Voici réunies dans une BD cartonnée les différentes vignettes proposées par Maïté Robert sur Instagram pour Mâtin. Avec d’autres artistes, tous les jours à 7h07, quelques cases sont offertes aux internautes, dans cette revue digitale détenue par Dargaud, qui illustre des problématiques telles que le féminisme et la contraception masculine. Ici, dans Procrastination écologique, c’est notre conscience écolo qui est mise en avant.
Maïté Robert est une grande angoissée qui s’est découverte un intérêt pour l’environnement sur le tard (bon, elle n’a que 30 ans). Depuis lors, son quotidien n’est qu’une succession de questionnements incessants : doit-elle se flageller pour avoir succombé à la tentation d’un hamburger d’un fast-food reconnu ? Peut-elle se dire écolo si elle continue à manger du Nutella ? De même avec les réseaux sociaux, peut-on publier tous les jours des posts et se dire responsable ?

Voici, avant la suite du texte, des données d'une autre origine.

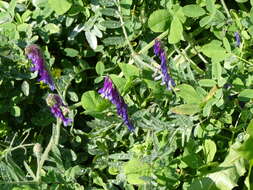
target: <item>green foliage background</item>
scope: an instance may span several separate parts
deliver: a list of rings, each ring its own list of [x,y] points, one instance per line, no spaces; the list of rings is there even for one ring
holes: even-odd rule
[[[252,6],[0,1],[0,189],[253,189]],[[155,39],[172,91],[152,77]],[[45,102],[50,89],[30,72],[24,49],[33,43],[74,119],[40,169],[59,121]],[[97,92],[105,76],[128,104],[132,133]]]

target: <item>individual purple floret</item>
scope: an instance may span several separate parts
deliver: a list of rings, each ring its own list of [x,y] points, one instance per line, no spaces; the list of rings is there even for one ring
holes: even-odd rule
[[[128,118],[127,104],[120,96],[109,77],[105,77],[104,86],[99,89],[98,92],[103,98],[110,100],[116,106],[117,113],[123,119],[124,124],[128,126],[130,131],[133,131],[134,127]]]
[[[235,41],[236,41],[236,46],[239,47],[241,45],[241,38],[238,32],[235,32]]]
[[[56,117],[60,118],[64,126],[68,126],[72,123],[72,119],[66,118],[63,111],[67,109],[67,106],[63,104],[62,99],[57,94],[49,94],[47,96],[47,105],[51,108],[51,113]]]
[[[43,55],[40,51],[40,48],[35,45],[29,45],[25,48],[26,55],[28,59],[32,61],[33,67],[31,68],[31,71],[38,71],[38,74],[40,75],[39,81],[42,81],[49,85],[50,89],[53,91],[55,89],[55,85],[53,83],[53,80],[48,73]]]
[[[171,90],[172,87],[176,86],[176,83],[168,73],[166,54],[165,54],[165,51],[162,49],[162,45],[159,40],[155,41],[154,53],[161,60],[160,68],[162,72],[162,81],[163,81],[162,84],[165,84],[167,89]]]

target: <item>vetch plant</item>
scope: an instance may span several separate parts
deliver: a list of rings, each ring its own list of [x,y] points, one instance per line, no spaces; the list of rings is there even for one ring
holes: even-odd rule
[[[110,100],[116,106],[118,115],[122,117],[123,122],[127,125],[128,129],[133,131],[134,127],[128,118],[127,104],[123,97],[120,96],[109,77],[105,77],[104,86],[98,92],[103,98]]]
[[[63,104],[62,99],[58,94],[49,94],[46,101],[47,105],[51,108],[51,113],[56,118],[60,118],[64,126],[71,125],[73,120],[64,116],[64,112],[68,112],[68,108]]]
[[[53,91],[55,89],[55,85],[46,68],[45,61],[40,48],[37,45],[32,44],[25,48],[25,52],[28,59],[30,59],[33,64],[31,71],[37,71],[40,75],[39,81],[48,84],[50,89]]]
[[[159,40],[155,41],[154,53],[161,60],[160,68],[161,68],[161,72],[162,72],[162,75],[156,77],[156,79],[162,78],[162,85],[165,84],[167,89],[171,90],[174,86],[176,86],[176,83],[168,73],[166,53],[165,53],[164,49],[162,48],[161,42]]]
[[[235,41],[236,41],[236,46],[239,47],[241,45],[241,38],[240,38],[239,32],[235,32]]]

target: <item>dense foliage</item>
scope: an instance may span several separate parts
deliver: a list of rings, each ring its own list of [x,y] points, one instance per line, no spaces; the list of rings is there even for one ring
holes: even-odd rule
[[[253,189],[252,7],[0,0],[0,189]]]

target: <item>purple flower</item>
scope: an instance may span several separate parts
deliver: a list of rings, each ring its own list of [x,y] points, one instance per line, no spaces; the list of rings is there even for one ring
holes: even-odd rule
[[[50,89],[53,91],[55,89],[55,85],[53,83],[50,74],[46,69],[40,48],[37,45],[32,44],[25,48],[25,52],[28,59],[30,59],[33,64],[33,67],[31,67],[31,71],[32,72],[38,71],[38,74],[40,75],[39,81],[48,84]]]
[[[236,41],[236,46],[241,45],[241,39],[240,39],[240,34],[238,32],[235,32],[235,41]]]
[[[70,125],[73,120],[66,118],[63,114],[64,110],[67,110],[67,106],[63,104],[62,99],[57,94],[49,94],[47,96],[47,105],[51,108],[51,113],[56,117],[60,118],[64,126]]]
[[[134,127],[128,118],[127,104],[120,96],[109,77],[105,77],[104,86],[99,89],[98,92],[103,98],[110,100],[116,106],[117,113],[123,119],[124,124],[128,126],[130,131],[133,131]]]
[[[154,44],[154,53],[156,56],[159,56],[161,52],[161,43],[156,39]]]
[[[161,42],[158,40],[156,40],[154,44],[154,53],[161,60],[160,68],[162,72],[162,84],[165,84],[167,89],[171,90],[172,87],[176,86],[176,83],[168,73],[166,54],[165,51],[162,49]]]

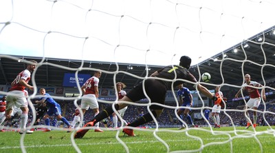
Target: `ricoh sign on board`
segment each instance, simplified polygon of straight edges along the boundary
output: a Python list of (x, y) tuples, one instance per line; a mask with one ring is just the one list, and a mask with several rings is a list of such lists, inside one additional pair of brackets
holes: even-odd
[(65, 73), (63, 78), (63, 87), (77, 87), (76, 80), (78, 80), (81, 87), (90, 77), (91, 77), (91, 74), (78, 74), (76, 78), (74, 73)]

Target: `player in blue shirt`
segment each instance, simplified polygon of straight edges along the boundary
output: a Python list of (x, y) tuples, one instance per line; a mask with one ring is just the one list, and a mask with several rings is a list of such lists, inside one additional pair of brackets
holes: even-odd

De l’humour et de la légèreté
Par son humour et son autodérision, l’autrice met en avant les nombreux compromis qui dictent sa vie, et par là-même, la nôtre, pour lutter, à son échelle, contre le réchauffement climatique. Se prenant en (contre-)exemple, elle détaille sa vie quotidienne mêlant glandouille, travail et vie intime, avec son chat et son copain, dans un appartement parisien. Elle illustre de manière souvent juste, à l’aide d’un dessin aéré et très lisible, conçu pour le public insta, sans se prendre trop la tête, les mille et unes contradictions dont sa vie est parsemée.
Un manque de profondeur qui laisse sur sa faim
Procrastination écologique est découpé en de nombreux chapitres de 6 ou 7 pages reprenant les différents thèmes traités par Maïté Robert : les vacances, le tri sélectif, la création de savon, etc. Chacun se termine par une photo de l’autrice (ou de son chat, voire les deux). Ce procédé est ludique et facile à lire, mais peut-être aussi jugé inconséquent. On a juste le temps de voir les « bases », que l’on passe déjà à autre chose, comme un post insta, au juste. Elle n’interroge pas non plus des points qui la perturbent, mais me paraissent aberrants : réfléchir à boycotter les films à grosse production ou les soirées, car soi-disant peu « écologiques ».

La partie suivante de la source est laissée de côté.